Shared database models used by multiple PlanExe services (e.g., frontend_multi_user, future worker_plan_database). Models live here to keep them out of worker_plan_api, which stays worker-focused and lightweight.

Contents

  • model_event.py: EventType enum and EventItem SQLAlchemy model.
  • model_taskitem.py: TaskState enum and TaskItem SQLAlchemy model.
  • model_worker.py: WorkerItem SQLAlchemy model for worker heartbeats.
  • model_nonce.py: NonceItem SQLAlchemy model for nonce tracking.

How to import

Add the repo root (containing database_api/) to PYTHONPATH, then:

from database_api.planexe_db_singleton import db
from database_api.model_event import EventType, EventItem
from database_api.model_taskitem import TaskItem, TaskState
from database_api.model_worker import WorkerItem
from database_api.model_nonce import NonceItem

Each model expects a db instance to be available in the module namespace (e.g., via from database_api.planexe_db_singleton import db in your service). Keep the models as-is to avoid divergence across services.

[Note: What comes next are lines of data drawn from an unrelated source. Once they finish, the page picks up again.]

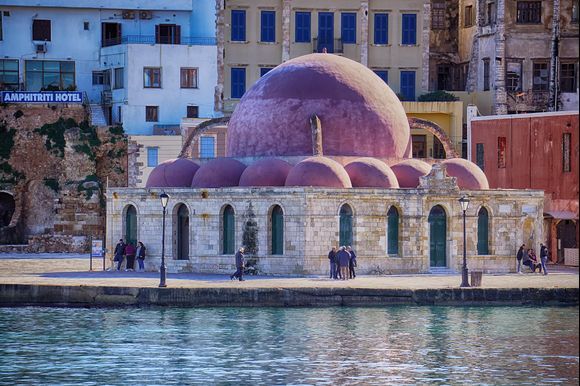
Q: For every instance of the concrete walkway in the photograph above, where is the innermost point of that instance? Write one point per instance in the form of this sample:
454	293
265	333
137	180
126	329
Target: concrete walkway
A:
58	270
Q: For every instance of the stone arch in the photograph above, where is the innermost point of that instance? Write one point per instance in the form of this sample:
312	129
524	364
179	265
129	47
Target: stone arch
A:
186	149
438	132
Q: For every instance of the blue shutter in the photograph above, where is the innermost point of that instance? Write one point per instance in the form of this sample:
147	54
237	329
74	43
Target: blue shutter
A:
348	27
238	82
302	27
238	26
268	26
381	28
409	29
408	85
383	74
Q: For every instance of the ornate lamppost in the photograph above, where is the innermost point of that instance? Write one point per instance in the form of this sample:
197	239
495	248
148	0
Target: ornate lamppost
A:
163	270
464	201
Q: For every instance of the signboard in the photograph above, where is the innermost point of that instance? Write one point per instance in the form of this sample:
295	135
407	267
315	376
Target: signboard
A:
42	97
97	248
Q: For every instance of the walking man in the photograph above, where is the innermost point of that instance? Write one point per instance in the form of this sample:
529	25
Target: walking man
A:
519	257
240	264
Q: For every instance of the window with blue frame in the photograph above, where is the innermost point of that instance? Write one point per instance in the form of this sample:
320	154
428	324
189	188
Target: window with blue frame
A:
302	27
268	26
383	74
238	82
152	156
408	85
238	25
409	31
348	27
381	28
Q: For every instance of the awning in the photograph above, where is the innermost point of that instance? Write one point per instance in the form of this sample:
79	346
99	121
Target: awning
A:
561	215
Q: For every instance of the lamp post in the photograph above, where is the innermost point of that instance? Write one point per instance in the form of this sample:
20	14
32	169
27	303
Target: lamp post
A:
464	201
162	270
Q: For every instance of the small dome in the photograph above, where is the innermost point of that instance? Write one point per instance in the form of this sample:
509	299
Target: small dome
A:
371	173
218	173
469	175
409	171
173	173
266	172
318	171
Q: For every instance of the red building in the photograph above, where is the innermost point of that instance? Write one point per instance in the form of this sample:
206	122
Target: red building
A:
534	151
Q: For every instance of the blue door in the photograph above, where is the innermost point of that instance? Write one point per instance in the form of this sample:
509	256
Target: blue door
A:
325	32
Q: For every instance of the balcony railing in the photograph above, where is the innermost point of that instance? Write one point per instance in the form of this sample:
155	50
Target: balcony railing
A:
152	39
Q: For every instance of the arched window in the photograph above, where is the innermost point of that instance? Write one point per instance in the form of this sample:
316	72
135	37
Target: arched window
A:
131	225
393	231
482	232
345	231
182	233
277	221
228	231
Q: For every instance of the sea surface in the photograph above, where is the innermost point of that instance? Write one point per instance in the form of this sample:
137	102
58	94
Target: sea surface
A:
290	346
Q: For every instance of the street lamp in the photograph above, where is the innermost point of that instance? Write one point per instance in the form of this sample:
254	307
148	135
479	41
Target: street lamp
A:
162	270
464	201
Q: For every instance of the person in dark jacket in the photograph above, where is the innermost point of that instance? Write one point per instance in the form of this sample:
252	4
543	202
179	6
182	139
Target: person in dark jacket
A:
119	252
141	255
130	253
332	261
240	264
351	262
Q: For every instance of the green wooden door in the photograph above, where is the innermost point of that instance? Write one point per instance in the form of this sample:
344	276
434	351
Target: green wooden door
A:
437	237
482	232
277	231
131	225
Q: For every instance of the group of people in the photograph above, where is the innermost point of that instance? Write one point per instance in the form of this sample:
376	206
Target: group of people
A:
130	252
342	263
527	257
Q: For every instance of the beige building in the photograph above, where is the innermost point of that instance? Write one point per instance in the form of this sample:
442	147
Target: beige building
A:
389	37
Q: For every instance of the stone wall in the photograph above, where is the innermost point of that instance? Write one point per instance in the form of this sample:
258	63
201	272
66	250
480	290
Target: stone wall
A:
56	168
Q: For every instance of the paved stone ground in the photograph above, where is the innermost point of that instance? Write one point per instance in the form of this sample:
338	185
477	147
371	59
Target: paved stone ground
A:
73	270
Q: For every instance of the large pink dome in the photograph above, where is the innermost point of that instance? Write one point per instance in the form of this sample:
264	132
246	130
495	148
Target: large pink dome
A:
359	114
469	175
173	173
318	171
409	171
266	172
218	173
371	173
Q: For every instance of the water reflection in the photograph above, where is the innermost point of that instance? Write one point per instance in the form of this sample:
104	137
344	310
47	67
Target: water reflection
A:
395	345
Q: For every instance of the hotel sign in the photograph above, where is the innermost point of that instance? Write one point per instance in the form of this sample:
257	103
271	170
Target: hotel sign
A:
42	97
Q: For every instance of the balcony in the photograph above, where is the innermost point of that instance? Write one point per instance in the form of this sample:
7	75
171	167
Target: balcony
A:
152	39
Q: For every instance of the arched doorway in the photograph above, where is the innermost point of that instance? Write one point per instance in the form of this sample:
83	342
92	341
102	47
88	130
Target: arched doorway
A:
131	225
437	237
228	230
277	221
345	227
182	233
482	232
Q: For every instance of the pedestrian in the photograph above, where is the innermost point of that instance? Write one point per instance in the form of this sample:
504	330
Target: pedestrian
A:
332	261
130	254
519	257
544	257
141	255
119	252
351	262
343	261
240	264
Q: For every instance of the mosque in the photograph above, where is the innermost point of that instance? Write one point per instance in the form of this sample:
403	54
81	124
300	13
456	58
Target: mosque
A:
319	155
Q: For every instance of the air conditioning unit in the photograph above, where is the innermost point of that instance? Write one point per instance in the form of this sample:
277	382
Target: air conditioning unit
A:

Why this package depends on Flask

  • I dislike that database_api has a dependency on Flask. Ideally it should only be SQLAlchemy and no flask. However I have tried getting rid of Flask+flask_sqlalchemy and make it only depend on SQLAlchemy, but it complicate things, and I don't want to maintain complicated code. So I choose the simple way, accepting that Flask is a dependency.
  • The shared db object is a flask_sqlalchemy.SQLAlchemy instance; models subclass db.Model, and both frontend_multi_user (admin UI) and worker_plan_database expect to initialize it via db.init_app(app).
  • Flask’s app/request contexts drive session lifecycle (create/teardown, rollback on errors) and the .query helper that the models and admin views rely on.
  • The admin UI registers views using db.session; switching to a plain SQLAlchemy base would break those until session wiring and teardown hooks were rebuilt.
  • Even the UI-free workers spin up a minimal Flask app purely to bootstrap db and context handling; a new Base would need equivalent scoped-session setup and teardown hooks.
  • Removing Flask would require defining a new declarative base, custom scoped session management, and updating every service (workers + frontend) to use the new base consistently—risky until all consumers are migrated together.